After all, what's the point of being productive if all you're producing is crap?

So, how to be more productive in this way?
  1. Before you begin your day, write down what you intend to accomplish. Think of intention as the gentle reminders your GPS lady gives you as you proceed on a planned route.
  2. Before you set out to start your planned activities, make sure you close your eyes and breathe deeply, if only for a minute or two. Beginning your day's journey on calm seas will make you far more likely to meet with success than throwing yourself out there in rough waters.
  3. Once you are on your way, you will inevitably drift off course. But as it is with meditation, so it is with staying focused and productive. If an unwanted thought comes up in meditation, rather than worrying about it, you visualize it as a cloud, simply drifting by. You do not judge it, or get attached to it, but rather, you just let it go. Same with work. You begin to read something you hadn't intended, or you find yourself on a phone call you didn't want to be on, and as soon as you realize it, don't fret, but let it go. Stop reading, and return to your task. Tell the person you've enjoyed talking, but it's time to get back to work. Don't feel bad, just move on.
  4. What happens if you meet with a roadblock that prevents you from completing one of your tasks? Don't let it throw you off course. Decide how important it is. Do you need to complete it today? Or can you return to it tomorrow? Assess this calmly, and then you will know how to proceed. After all, life requires adaptability, but this doesn't mean you have to lose focus. You can simply reroute around the trouble and calmly proceed.

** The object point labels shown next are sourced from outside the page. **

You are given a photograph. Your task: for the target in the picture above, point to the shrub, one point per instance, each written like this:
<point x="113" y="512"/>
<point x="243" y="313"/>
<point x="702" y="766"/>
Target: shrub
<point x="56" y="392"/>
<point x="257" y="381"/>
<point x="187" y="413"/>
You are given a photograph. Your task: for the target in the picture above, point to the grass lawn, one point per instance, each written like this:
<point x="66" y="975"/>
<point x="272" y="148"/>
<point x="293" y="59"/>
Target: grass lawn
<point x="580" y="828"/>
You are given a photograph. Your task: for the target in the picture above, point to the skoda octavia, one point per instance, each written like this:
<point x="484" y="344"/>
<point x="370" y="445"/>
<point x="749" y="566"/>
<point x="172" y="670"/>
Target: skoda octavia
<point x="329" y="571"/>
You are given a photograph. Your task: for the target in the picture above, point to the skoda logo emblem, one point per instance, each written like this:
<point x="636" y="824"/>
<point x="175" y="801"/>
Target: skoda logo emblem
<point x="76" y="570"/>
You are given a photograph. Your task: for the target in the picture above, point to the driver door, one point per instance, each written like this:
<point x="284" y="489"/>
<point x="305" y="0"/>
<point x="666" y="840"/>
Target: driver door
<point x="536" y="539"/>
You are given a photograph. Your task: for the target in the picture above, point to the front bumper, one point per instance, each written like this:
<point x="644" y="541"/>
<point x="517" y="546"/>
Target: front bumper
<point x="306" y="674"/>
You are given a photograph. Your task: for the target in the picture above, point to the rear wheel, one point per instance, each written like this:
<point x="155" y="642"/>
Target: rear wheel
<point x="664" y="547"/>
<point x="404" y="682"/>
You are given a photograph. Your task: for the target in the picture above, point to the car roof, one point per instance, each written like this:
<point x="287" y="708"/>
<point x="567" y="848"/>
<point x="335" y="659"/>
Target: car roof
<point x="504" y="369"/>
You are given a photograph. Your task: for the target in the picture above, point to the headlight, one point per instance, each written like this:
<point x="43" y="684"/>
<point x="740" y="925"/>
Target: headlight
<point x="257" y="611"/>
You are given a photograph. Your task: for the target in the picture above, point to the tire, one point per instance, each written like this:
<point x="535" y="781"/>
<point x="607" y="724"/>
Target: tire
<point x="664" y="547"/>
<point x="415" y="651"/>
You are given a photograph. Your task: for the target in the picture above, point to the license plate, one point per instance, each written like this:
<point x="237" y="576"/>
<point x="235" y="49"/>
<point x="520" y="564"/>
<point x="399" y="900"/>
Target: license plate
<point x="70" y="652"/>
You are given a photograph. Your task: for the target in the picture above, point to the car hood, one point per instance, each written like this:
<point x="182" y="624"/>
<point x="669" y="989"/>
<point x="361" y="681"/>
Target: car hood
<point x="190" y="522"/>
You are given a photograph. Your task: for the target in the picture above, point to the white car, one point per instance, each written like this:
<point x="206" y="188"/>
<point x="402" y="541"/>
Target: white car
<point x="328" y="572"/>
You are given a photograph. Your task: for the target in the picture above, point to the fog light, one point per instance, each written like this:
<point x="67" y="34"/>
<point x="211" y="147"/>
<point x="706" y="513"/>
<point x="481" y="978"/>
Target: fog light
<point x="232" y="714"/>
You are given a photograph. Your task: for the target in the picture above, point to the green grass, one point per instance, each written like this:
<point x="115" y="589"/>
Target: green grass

  5. Remember, it isn't about quantity. It's about quality. Don't expend energy on useless or worthless efforts. Don't let anyone else convince you to, either. It's your life, your career, your home.
If you follow these guidelines, I think you'll find yourself moving through life with less friction and with more to be proud of. The rewards of focus, too, go beyond having something to show at the end of the day. The emotional and psychological benefits you'll experience are vast, and in short order, you'll never want to be a distracted, frantic productivity-without-purpose person again.